How would you translate this latin message into Italian and does it still have much of a civic meaning in Italy, or Rome, even?


----------



## Necsus

Alex, have a look at this post I sent to Brian in Congrats...


----------



## Alxmrphi

lol, after I posted, I went onto wikipedia and read that, possible translations, I wasn't aware it wasn't fully known, also on wikipedia, I found this quite amusing..

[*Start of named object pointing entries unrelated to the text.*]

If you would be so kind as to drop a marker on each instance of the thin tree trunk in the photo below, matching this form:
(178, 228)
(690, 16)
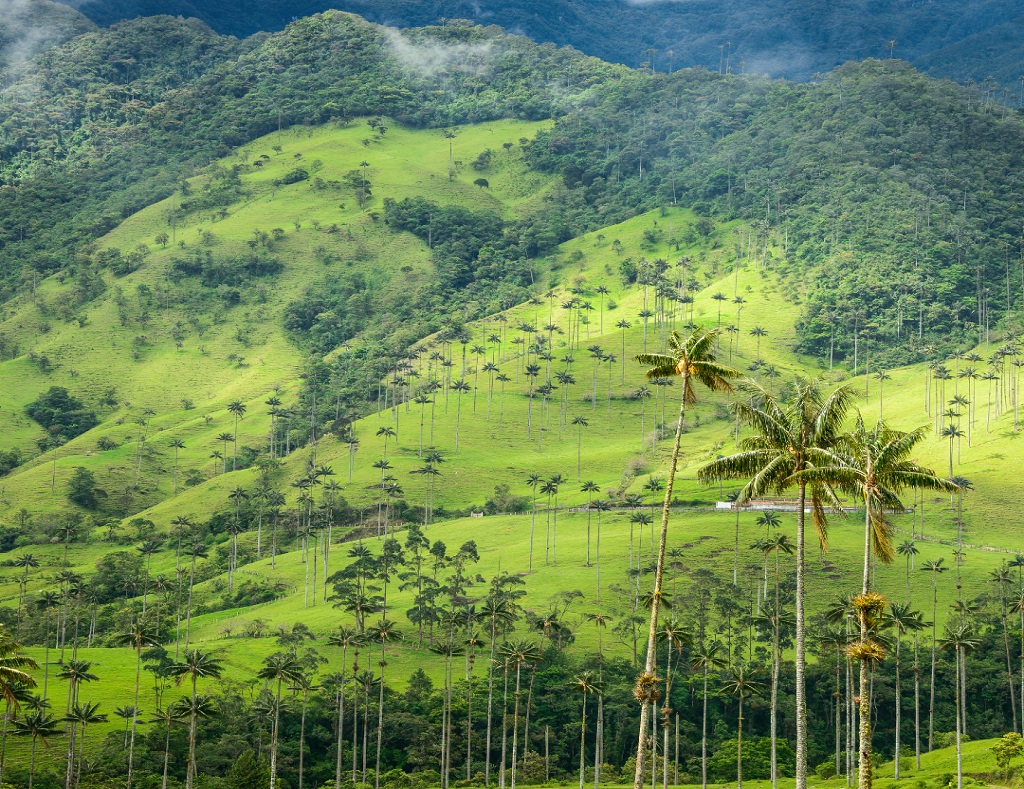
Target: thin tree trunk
(658, 579)
(801, 660)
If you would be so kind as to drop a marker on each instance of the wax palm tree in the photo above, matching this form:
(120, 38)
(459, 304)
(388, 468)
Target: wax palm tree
(516, 654)
(138, 636)
(876, 465)
(221, 454)
(601, 506)
(173, 713)
(386, 632)
(197, 551)
(586, 684)
(279, 668)
(961, 639)
(934, 567)
(908, 550)
(344, 638)
(708, 658)
(580, 423)
(27, 562)
(788, 439)
(13, 668)
(758, 332)
(693, 360)
(83, 715)
(903, 620)
(590, 487)
(238, 409)
(197, 665)
(176, 444)
(743, 685)
(39, 725)
(623, 325)
(22, 695)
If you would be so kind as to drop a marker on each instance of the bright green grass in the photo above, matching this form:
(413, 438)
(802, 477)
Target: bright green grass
(492, 450)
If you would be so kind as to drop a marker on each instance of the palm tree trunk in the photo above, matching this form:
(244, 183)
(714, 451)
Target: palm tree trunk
(658, 579)
(916, 706)
(583, 738)
(864, 776)
(899, 705)
(801, 636)
(739, 745)
(704, 735)
(341, 725)
(380, 717)
(273, 738)
(302, 737)
(134, 717)
(960, 712)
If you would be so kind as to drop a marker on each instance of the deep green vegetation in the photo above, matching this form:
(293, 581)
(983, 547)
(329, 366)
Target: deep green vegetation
(285, 316)
(782, 38)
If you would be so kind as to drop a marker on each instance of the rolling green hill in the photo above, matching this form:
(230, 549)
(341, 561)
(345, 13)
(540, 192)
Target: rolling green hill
(324, 319)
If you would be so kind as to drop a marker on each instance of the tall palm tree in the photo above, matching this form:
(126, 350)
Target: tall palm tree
(934, 567)
(908, 550)
(137, 637)
(197, 665)
(39, 725)
(788, 439)
(742, 685)
(83, 715)
(386, 632)
(902, 619)
(238, 409)
(693, 360)
(516, 654)
(280, 668)
(343, 638)
(708, 658)
(173, 713)
(961, 639)
(586, 684)
(580, 423)
(590, 487)
(875, 464)
(26, 562)
(13, 665)
(176, 444)
(532, 480)
(197, 551)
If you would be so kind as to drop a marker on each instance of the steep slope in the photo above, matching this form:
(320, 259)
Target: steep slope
(781, 38)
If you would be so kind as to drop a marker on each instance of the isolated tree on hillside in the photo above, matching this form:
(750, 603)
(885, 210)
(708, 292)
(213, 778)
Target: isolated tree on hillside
(875, 464)
(788, 439)
(238, 409)
(693, 360)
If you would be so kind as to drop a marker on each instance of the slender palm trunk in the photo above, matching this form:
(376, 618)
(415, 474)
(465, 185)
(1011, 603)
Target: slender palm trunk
(899, 705)
(583, 739)
(704, 734)
(656, 595)
(801, 660)
(134, 716)
(864, 776)
(739, 745)
(273, 738)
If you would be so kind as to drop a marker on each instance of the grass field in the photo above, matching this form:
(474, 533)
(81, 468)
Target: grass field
(503, 437)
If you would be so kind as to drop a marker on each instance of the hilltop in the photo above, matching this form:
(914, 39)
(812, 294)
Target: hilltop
(341, 325)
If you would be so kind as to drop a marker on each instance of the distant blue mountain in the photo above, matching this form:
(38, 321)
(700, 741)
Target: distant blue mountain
(961, 39)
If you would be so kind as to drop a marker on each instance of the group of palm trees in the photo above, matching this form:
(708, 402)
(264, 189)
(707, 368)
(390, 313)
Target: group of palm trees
(800, 444)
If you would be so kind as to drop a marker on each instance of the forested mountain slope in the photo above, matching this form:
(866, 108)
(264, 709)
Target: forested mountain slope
(340, 323)
(782, 38)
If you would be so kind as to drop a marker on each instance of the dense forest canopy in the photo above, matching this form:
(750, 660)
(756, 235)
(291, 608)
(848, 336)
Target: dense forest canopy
(782, 38)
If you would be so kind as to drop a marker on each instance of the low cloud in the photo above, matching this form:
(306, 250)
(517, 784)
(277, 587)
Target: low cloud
(436, 58)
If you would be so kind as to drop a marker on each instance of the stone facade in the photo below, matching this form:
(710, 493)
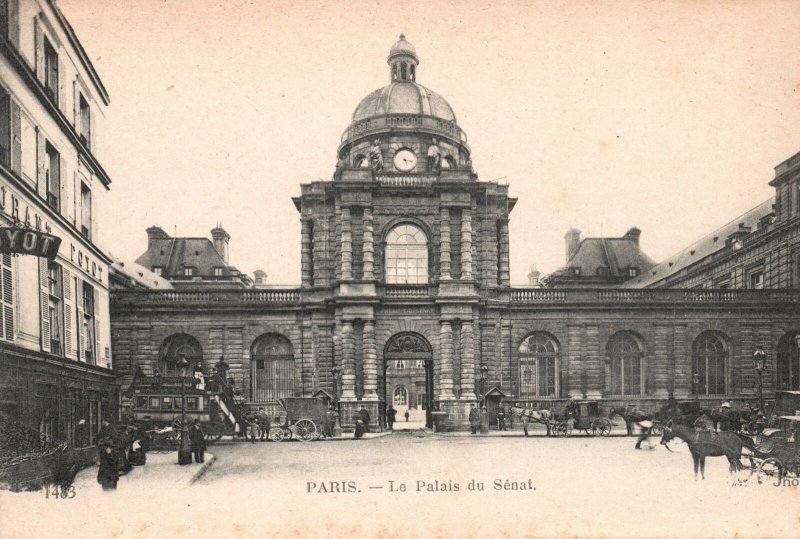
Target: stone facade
(405, 255)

> A joke in the Vatican tells that Pope John XXIII asked a bishop about the meaning of SPQR, displayed on the personal coat of arms of the Pope, read backwards *RQPS*. He answered the question himself with: "*R*ideo *Q*uia *P*apa *S*um" - "I laugh, because I am the Pope".


----------



## bejosc

Senatus Populusque Quiritium Romanorum


----------



## Alberto77

As long as I know it is Senatus Populus-Que Romanus, 
il Senato ed il Popolo romano
ciao
alb


----------



## DrLindenbrock

As for SPQR's civic meaning, it is still one of the official symbols of the city of Rome.


----------



## judkinsc

Senatus Populusque Roman(or)um.

The Senate and People of the Romans.


----------



## DrLindenbrock

I always heard Senatus Populusque Romanus, like Alberto77 said.


----------



## Necsus

As I said in my linked post (#2), I found various reliable explanations:
Senatus Populusque Quirit(i)um Romanorum,
o Senatus Populusque Romanus/Romani/Romae

and other explanations less reliable :
Small Profits Quick Returns
Sono Pazzi Questi Romani (Obelix - M.Marchesi)


----------